Geoff Barton, leader of the ASCL headteachers’ union, said there was an “uncomfortable reality” that some of these “unexplained exits” could be because of the “illegitimate” behaviour of schools.
But he said it was also important to “keep in mind that many parents make the decision to move or home-school their child for their own reasons”.
The study from the Education Policy Institute – sponsored by the National Education Union – has examined the movement of pupils between starting secondary school and taking GCSEs.
The researchers say when other factors are accounted for – such as families moving to another part of the country – there are still 55,000 moves by 49,000 pupils over five years, between the ages of 11 and 16, which it describes as “unexplained”.
These could be switching to other mainstream schools or to alternative provision or to home-schooling.
The “unexplained” moves will also include parents choosing to switch to another local school, while staying in the same area.

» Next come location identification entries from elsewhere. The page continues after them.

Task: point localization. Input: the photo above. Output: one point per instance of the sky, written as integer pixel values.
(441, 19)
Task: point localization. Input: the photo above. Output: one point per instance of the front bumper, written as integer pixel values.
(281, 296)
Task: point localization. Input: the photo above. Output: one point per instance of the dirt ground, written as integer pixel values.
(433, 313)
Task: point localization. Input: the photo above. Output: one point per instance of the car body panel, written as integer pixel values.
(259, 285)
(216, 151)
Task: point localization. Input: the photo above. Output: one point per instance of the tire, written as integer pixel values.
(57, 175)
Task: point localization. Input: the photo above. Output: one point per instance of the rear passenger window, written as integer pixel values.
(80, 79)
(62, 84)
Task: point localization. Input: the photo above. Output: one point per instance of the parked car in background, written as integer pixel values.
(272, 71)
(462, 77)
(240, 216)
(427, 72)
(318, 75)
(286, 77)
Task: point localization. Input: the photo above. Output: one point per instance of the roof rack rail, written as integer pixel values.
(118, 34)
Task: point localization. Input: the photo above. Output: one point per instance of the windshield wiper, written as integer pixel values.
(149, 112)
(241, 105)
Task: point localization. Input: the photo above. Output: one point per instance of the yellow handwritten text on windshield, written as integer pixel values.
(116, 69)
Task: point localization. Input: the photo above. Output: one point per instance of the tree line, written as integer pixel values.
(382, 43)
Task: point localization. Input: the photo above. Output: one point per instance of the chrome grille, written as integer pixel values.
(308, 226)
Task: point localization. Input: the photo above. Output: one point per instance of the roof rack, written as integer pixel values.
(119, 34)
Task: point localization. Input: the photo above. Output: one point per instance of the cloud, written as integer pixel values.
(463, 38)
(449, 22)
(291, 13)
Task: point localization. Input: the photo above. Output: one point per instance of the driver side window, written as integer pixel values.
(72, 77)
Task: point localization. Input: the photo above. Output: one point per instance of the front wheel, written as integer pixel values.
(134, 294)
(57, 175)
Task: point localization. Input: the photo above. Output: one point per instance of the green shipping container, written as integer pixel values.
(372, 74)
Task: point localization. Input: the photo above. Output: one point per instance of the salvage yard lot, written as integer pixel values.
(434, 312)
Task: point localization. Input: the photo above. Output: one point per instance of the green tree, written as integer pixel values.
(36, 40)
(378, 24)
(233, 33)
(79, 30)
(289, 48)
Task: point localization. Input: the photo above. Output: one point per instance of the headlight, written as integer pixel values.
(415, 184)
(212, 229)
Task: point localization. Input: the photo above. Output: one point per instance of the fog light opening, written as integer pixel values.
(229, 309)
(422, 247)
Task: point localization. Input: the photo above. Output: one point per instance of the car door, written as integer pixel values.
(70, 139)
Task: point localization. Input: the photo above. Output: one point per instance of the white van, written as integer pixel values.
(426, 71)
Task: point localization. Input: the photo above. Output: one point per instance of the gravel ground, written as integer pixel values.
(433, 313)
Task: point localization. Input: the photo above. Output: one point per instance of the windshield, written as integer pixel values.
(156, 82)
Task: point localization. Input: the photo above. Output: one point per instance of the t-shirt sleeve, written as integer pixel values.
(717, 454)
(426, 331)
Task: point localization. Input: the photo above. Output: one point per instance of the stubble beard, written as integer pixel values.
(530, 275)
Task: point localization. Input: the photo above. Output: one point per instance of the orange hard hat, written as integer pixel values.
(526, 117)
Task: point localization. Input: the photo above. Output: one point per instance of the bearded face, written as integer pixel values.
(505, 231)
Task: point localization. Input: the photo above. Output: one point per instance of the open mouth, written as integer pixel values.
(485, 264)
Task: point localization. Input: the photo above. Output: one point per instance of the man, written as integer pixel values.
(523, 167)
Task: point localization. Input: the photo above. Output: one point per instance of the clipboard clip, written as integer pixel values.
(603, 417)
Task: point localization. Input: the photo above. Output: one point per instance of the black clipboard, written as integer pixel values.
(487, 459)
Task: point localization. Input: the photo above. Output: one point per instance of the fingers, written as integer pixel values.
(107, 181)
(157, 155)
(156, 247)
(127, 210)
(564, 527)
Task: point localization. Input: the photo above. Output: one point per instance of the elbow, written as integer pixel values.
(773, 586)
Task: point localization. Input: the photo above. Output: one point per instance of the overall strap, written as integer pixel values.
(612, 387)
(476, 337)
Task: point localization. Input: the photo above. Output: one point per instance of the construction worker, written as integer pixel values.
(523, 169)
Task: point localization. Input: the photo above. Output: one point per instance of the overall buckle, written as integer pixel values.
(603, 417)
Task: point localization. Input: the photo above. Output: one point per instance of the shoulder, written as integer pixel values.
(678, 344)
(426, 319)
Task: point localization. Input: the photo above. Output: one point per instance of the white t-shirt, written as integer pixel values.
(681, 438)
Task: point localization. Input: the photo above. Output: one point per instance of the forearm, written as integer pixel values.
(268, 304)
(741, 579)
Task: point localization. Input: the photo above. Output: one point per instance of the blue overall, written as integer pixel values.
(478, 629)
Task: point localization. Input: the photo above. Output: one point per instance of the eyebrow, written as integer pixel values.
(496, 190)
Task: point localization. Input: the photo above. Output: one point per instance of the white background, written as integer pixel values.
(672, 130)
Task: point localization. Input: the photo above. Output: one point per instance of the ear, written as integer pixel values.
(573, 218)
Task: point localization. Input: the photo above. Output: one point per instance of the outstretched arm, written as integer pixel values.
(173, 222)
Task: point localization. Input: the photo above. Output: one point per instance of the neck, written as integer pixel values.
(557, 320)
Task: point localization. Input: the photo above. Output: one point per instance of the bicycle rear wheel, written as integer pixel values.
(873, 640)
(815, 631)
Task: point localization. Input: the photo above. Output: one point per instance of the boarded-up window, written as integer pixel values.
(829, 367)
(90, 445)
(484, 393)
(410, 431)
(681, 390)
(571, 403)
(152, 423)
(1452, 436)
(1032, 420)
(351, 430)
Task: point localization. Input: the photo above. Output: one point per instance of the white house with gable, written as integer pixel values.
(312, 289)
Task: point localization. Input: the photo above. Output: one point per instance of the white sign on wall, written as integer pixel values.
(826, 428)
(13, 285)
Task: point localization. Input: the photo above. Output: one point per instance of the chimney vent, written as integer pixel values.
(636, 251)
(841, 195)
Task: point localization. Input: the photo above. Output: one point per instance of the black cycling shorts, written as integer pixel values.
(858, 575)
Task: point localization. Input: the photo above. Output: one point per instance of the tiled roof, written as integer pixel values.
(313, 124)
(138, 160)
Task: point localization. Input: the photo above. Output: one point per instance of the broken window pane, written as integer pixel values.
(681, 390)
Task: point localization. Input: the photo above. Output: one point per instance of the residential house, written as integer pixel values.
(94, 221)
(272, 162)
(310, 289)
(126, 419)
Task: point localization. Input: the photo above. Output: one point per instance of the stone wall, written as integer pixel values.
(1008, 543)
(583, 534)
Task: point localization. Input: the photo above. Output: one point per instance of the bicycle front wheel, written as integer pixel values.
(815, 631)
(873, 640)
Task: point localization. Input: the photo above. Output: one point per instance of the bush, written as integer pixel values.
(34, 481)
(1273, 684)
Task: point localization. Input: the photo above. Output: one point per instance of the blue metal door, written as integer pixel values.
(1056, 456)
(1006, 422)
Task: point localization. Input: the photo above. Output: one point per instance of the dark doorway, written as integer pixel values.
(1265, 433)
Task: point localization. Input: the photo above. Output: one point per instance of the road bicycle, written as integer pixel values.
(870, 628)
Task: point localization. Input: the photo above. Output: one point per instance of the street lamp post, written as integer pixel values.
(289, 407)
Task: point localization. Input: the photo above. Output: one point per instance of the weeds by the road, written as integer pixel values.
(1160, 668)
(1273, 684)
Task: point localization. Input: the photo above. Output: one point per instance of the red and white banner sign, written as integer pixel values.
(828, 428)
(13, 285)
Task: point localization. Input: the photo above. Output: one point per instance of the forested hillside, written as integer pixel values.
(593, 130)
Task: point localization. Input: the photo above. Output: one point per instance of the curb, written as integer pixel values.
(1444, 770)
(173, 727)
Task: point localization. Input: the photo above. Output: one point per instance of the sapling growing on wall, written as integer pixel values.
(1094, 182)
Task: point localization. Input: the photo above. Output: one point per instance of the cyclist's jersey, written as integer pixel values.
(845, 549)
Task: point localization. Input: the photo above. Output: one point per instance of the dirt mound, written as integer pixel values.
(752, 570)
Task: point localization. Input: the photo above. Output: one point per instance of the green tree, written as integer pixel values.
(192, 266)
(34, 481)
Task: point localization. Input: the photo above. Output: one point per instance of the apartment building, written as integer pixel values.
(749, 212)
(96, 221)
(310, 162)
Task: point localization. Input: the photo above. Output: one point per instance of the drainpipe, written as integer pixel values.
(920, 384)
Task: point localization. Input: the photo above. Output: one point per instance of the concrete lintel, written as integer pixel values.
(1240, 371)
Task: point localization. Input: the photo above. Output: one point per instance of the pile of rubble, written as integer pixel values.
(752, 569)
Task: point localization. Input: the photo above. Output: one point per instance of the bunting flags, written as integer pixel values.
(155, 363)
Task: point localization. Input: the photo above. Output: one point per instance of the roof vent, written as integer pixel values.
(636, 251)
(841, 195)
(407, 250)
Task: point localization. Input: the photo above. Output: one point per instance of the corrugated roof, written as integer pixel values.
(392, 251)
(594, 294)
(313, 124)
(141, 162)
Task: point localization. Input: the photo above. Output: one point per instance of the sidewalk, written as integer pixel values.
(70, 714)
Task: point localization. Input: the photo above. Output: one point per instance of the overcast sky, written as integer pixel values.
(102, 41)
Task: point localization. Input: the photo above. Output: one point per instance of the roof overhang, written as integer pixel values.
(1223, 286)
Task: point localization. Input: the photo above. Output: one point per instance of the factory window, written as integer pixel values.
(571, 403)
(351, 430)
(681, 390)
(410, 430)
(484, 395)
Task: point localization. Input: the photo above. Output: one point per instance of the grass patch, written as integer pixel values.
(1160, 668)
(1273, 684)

Figures for pupils taking their GCSEs in 2017 showed moves were most common among 11 to 14-year-olds, peaking between the end of Year 8 and the beginning of Year 9, with about 12,000 changes in school.
The lowest number of moves were in the year when pupils were taking their GCSEs.
There was the same pattern for those taking their GCSEs in 2011 – with a higher peak in moves between Year 8 and 9 than in 2017.
There were similar numbers of girls and boys changing schools and an increased likelihood among those who had been excluded, with a slightly higher proportion of black pupils.
There was no regional breakdown to show whether this might be more common in big cities such as London, with access to a wider range of schools.
But the report says the unexplained moves are disproportionately concentrated in some schools – with 330 schools accounting for 23% of the total.
A Department for Education spokesman said: “No head teacher goes into the job to remove a pupil from school – and no head teacher takes the decision to do so lightly.
“It is against the law to remove pupils on the basis of academic results – any school that does it is breaking the law.
“We have written to all schools to remind them of the rules on exclusions, and Edward Timpson is currently reviewing how schools use them and why some groups of children are more likely to be excluded from school than others.”